Wednesday, January 9, 2008

Chickenless Kiev

The first stop on this month's culinary trip around the world is Ukraine with Chickenless Kiev. I was very pleased with how this turned out--tender seitan with a creamy, garlicky, filling and a crispy crust. You need to plan ahead to make this dish, but it is totally worth it. You will need to make some "custom-made" chicken seitan by flattening chunks of dough as thin as possible into 6" by 3" rectangles before cooking in broth.

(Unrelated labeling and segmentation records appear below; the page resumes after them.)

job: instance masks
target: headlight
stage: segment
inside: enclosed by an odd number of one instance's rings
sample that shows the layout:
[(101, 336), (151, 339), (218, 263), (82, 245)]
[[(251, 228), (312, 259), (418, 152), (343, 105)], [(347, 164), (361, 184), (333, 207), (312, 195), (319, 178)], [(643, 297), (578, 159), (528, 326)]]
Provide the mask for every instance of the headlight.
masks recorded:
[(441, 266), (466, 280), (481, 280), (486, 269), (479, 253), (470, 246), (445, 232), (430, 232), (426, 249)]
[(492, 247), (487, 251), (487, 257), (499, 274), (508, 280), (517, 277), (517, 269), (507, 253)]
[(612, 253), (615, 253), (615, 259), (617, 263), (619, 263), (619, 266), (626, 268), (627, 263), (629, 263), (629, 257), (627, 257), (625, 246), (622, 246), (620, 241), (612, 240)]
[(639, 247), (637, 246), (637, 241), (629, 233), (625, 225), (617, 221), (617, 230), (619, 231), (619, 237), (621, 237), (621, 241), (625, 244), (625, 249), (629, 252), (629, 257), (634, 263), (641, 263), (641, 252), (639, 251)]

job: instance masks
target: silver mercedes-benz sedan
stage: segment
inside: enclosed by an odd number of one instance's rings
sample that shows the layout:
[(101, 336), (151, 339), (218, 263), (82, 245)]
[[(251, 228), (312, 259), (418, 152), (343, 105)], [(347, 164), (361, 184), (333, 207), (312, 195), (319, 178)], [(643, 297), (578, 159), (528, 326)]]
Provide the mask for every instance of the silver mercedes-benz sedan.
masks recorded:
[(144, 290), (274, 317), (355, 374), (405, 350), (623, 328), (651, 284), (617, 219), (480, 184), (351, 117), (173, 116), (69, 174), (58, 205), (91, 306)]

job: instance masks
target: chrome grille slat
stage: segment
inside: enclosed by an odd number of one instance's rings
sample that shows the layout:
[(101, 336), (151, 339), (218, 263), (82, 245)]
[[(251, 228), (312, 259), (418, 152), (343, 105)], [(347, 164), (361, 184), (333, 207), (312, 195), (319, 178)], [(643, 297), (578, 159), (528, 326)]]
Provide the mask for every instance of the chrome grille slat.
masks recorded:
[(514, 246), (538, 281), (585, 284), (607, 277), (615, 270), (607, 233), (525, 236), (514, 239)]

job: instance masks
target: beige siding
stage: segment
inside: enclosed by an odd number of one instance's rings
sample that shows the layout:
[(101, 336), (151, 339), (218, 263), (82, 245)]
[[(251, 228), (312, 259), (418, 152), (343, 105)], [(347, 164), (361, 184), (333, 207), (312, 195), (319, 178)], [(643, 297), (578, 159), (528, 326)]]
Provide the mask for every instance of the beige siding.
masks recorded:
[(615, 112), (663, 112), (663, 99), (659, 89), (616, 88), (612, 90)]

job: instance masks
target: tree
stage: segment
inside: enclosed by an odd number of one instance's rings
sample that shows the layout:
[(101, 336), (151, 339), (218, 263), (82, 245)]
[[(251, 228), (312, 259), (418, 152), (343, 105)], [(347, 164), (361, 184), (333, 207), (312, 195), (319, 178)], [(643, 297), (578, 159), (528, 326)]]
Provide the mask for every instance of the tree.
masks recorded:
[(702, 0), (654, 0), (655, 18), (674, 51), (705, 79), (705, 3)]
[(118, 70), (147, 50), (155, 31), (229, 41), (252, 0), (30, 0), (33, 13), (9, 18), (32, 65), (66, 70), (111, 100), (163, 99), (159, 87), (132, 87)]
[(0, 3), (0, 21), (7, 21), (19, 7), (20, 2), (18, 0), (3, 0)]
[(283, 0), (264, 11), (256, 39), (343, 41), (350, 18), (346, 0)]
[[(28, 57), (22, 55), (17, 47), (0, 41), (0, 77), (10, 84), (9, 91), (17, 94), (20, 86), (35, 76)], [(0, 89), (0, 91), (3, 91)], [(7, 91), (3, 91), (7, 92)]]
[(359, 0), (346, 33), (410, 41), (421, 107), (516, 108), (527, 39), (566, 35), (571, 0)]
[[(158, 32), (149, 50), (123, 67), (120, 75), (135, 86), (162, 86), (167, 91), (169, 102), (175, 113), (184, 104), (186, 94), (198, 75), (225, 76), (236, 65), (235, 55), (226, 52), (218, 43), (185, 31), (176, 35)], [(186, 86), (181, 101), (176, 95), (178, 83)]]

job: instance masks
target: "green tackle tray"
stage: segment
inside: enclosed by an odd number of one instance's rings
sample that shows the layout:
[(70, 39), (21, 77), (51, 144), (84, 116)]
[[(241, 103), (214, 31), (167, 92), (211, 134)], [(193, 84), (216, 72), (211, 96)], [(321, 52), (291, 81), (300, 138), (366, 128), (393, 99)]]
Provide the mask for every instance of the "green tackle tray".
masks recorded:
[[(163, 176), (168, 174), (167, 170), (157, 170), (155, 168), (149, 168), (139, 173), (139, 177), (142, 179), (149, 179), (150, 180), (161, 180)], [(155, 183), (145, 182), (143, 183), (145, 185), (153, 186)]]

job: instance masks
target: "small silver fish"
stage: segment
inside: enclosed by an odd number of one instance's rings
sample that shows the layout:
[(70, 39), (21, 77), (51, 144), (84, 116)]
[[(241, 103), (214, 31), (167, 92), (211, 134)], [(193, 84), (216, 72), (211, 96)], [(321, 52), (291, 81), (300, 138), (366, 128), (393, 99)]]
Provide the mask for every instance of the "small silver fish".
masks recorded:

- 6 pieces of chicken seitan, 6" x 3", cooled
- 1/4 cup soft margarine
- 1/4 cup plain soy yogurt
- 1-2 cloves garlic, finely minced
- 1 tbsp dried chives
- 1/2 tsp sea salt
- 1/4 tsp pepper
- 1 cup plain soy milk
- 1 tsp lemon juice
- 2 cups bread crumbs

Preheat oven to 450 degrees
1. Whisk margarine and yogurt together until well blended. Mix in garlic, chives, salt and pepper.
2. Whisk lemon juice into soy milk until thickened. Put bread crumbs into a flat dish.
3. Spread 1/6 of the yogurt mixture onto a piece of the seitan. Roll tightly and secure with one or two toothpicks. Dip seitan into soy milk mixture, then roll in bread crumbs until well coated. Repeat with remaining seitan.
4. Place seitan in a 9 x 13 baking dish. Bake for 25-30 mins, until bread crumbs are browned.